Conclusion

Les opérations géodésiques de 1er ordre concernant les régions presque inconnues de la haute montagne française se déroulèrent dans des conditions particulièrement difficiles, accentuées par l’exigence scientifique et la surdité de la direction qui refusa toute révision du rendement demandé en fonction de la nature du terrain. Au contraire, les opérations de triangulation complémentaire furent facilitées par l’allègement de la tâche consécutif au changement d’échelle des levés et les méthodes de levés topographiques elles-mêmes fortement modifiées pour s’adapter à ce terrain de parcours difficile. Cette différence sensible entre les conditions d’exécution de la géodésie de 1er ordre et des autres opérations cartographiques témoignait de la focalisation de l’intérêt scientifique sur la première. La représentation des régions de haute montagne ne répondant encore à aucun besoin particulier, elle fut réalisée dans une orientation plus figurative encore que celle du reste du territoire.

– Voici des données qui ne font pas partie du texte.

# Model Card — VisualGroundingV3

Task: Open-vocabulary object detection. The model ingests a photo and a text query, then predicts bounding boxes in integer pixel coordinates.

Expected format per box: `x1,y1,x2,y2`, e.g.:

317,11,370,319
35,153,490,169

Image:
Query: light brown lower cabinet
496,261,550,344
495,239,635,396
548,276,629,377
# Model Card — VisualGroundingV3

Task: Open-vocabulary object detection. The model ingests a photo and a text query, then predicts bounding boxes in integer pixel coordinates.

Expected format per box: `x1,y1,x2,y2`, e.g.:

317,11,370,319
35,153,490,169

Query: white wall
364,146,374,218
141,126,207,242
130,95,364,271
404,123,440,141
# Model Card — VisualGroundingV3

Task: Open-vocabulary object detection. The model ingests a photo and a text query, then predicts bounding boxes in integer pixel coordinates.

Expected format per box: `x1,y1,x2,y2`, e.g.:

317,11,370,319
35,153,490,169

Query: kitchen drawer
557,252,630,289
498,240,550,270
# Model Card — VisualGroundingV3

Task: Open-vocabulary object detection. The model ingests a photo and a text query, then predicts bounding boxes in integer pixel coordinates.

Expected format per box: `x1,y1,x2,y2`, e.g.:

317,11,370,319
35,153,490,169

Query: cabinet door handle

L’existence spécifique pour ces régions de préoccupations de prestige scientifique et politique, notamment liées à la détermination de la frontière entre la France et l’Italie, motivèrent le maintien d’une représentation détaillée pour les régions les plus désertiques des Alpes.

Toutes ces modifications des méthodes employées pour couvrir les régions montagneuses soulèvent la question de l’apparition d’une cartographie spécifique à la haute montagne. En effet, fondamentalement, ces changements répondaient à l’inadaptation des méthodes de cartographie généraliste fixées pour le reste du territoire. Si les instructions pour les derniers travaux en Savoie marquaient effectivement la formalisation d’une approche spécifique à la haute montagne, en particulier par les références faites aux travaux des topographes suisses présentés comme des spécialistes de la cartographie de montagne, sa conception comme une simplification des méthodes générales et son orientation essentiellement figurative ne l’inscrivait pas encore dans le développement scientifique de la cartographie vers une généralisation de la mesure instrumentale. Dans la deuxième moitié du 19e, les scientifiques et les alpinistes critiquèrent d’ailleurs les lacunes d’une représentation de la montagne qui, si elle marquait effectivement un changement considérable par rapport à la carte de Cassini, ne satisfaisait pas les nouveaux besoins de ces utilisateurs.